Key Product Decision: The user of this app is neither an HR manager nor a team lead. It's a dedicated health coach. This decision eliminated bias risk (coaches have no stake in work output) while preserving employee autonomy. This was the single most important strategic decision in the project.

Information Architecture: Structured the product into 3 core modules: Office Performance, Team Performance, and Individual Performance. Each module has progressive drill-down capability, reflecting how a health coach actually evaluates wellness (macro → team → individual).

Prototyping & Testing: Built paper prototypes → conducted heuristic evaluation with 2 users (severity-rated violations) → created low-fidelity wireframes → built mid-fidelity interactive prototype → conducted in-person usability testing → ran A/B test on UserTesting.com with 4 users.

A/B Test Result: The alternate design (navigation labels moved to header with increased prominence) significantly improved task completion confidence and reduced user confusion during the "Create New Team" flow.

Project Aquarian Teams - Brainstorming on Miro
Project Aquarian Teams - Image of Paper Prototypes
Project Aquarian Teams - Picture of HE Evaluation Over Skype Call
Project Aquarian Teams - Wireframes
Project Aquarian Teams - Online In-person Evaluation
Project Aquarian Teams - In-person Testing

Outcome

Validated the core product concept through multiple rounds of user testing.
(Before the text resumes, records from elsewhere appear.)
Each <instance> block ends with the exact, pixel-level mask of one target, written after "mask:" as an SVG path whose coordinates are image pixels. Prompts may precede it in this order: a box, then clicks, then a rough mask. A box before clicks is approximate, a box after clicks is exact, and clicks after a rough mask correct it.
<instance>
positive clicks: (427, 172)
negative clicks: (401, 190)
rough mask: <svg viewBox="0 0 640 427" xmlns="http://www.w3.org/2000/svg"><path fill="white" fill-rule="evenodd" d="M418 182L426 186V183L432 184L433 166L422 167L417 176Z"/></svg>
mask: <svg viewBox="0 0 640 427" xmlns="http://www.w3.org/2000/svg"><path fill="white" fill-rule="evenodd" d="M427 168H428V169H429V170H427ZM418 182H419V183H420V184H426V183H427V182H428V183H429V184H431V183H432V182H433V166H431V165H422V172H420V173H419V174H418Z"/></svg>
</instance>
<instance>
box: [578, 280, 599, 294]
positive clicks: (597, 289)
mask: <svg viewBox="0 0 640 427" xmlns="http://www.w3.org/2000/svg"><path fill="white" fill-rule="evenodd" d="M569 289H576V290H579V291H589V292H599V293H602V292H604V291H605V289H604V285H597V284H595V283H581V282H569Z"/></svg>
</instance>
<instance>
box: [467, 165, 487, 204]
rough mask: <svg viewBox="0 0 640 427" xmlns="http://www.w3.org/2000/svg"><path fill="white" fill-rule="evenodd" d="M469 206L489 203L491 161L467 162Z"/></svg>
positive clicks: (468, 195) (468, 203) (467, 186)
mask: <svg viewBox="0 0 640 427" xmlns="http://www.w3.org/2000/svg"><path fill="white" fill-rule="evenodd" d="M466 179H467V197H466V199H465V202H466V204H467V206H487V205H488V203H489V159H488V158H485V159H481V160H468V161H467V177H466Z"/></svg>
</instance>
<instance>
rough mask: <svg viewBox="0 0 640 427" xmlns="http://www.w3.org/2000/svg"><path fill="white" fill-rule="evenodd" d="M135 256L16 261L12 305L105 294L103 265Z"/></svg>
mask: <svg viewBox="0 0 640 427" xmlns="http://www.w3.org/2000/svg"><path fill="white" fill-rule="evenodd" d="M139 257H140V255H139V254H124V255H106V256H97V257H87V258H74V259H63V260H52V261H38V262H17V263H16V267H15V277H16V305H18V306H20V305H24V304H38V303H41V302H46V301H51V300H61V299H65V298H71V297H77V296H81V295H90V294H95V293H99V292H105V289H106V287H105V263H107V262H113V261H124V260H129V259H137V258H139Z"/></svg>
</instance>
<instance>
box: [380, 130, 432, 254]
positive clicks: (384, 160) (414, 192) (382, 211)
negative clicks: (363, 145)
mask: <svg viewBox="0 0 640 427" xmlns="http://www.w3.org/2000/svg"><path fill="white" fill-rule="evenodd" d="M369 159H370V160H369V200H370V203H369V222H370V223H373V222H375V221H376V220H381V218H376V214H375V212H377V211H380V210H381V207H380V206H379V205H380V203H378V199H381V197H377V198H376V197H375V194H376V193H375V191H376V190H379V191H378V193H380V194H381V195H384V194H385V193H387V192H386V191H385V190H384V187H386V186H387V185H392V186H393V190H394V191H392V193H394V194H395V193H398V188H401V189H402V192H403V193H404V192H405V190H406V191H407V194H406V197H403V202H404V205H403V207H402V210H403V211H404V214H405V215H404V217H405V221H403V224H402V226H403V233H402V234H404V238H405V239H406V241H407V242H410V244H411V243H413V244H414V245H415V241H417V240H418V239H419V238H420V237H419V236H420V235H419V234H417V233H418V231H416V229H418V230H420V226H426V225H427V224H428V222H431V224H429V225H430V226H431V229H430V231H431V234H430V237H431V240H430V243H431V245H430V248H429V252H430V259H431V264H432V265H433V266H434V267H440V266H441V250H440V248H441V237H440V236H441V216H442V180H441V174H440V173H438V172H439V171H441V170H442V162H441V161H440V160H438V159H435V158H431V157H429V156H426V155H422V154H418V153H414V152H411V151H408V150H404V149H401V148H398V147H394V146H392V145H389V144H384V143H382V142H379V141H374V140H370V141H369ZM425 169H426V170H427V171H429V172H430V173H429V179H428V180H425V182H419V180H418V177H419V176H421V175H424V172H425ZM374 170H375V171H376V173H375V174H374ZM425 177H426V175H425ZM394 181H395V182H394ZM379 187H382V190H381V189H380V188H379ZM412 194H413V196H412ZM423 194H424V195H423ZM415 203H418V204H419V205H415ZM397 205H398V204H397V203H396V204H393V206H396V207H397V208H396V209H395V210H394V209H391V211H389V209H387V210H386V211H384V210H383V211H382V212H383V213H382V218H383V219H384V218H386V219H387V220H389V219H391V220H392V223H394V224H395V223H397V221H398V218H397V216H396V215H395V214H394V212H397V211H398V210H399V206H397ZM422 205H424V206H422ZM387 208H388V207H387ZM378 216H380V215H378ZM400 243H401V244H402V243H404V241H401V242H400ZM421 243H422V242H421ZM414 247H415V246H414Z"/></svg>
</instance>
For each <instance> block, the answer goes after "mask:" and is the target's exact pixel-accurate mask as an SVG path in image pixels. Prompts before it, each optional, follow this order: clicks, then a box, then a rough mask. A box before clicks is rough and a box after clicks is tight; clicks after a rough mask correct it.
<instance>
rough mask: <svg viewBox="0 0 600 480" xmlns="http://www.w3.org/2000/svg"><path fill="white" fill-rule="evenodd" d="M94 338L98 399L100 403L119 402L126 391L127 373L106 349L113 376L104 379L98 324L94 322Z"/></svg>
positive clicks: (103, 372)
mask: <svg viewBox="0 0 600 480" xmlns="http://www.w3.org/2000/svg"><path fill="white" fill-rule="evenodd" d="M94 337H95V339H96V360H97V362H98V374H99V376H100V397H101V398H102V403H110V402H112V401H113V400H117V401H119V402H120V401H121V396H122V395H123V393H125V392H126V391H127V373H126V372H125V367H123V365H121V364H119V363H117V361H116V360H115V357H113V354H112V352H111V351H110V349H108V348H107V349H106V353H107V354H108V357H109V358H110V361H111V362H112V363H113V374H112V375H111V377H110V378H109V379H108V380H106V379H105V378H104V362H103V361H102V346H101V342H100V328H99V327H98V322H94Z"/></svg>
The A/B test confirmed that information hierarchy, not feature quantity, was the key lever for usability in data-dense interfaces. The health coach persona was validated as the right user archetype to eliminate organizational bias while maintaining employee trust.

Key Decisions & Trade-offs

Why a health coach, not HR?

User research revealed two unavoidable risks: manager bias and loss of employee autonomy. Making a neutral health coach the primary user eliminated both without adding system complexity.

Why progressive drill-down over dashboards?

Health evaluation follows a natural convergence-divergence pattern: start broad (office), narrow to a concern (team), then expand again (individual context). The IA mirrors this mental model.

Why A/B test navigation, not features?

In-person testing showed users weren't struggling with what the app does. They were struggling with where to look. The problem was information hierarchy, not functionality.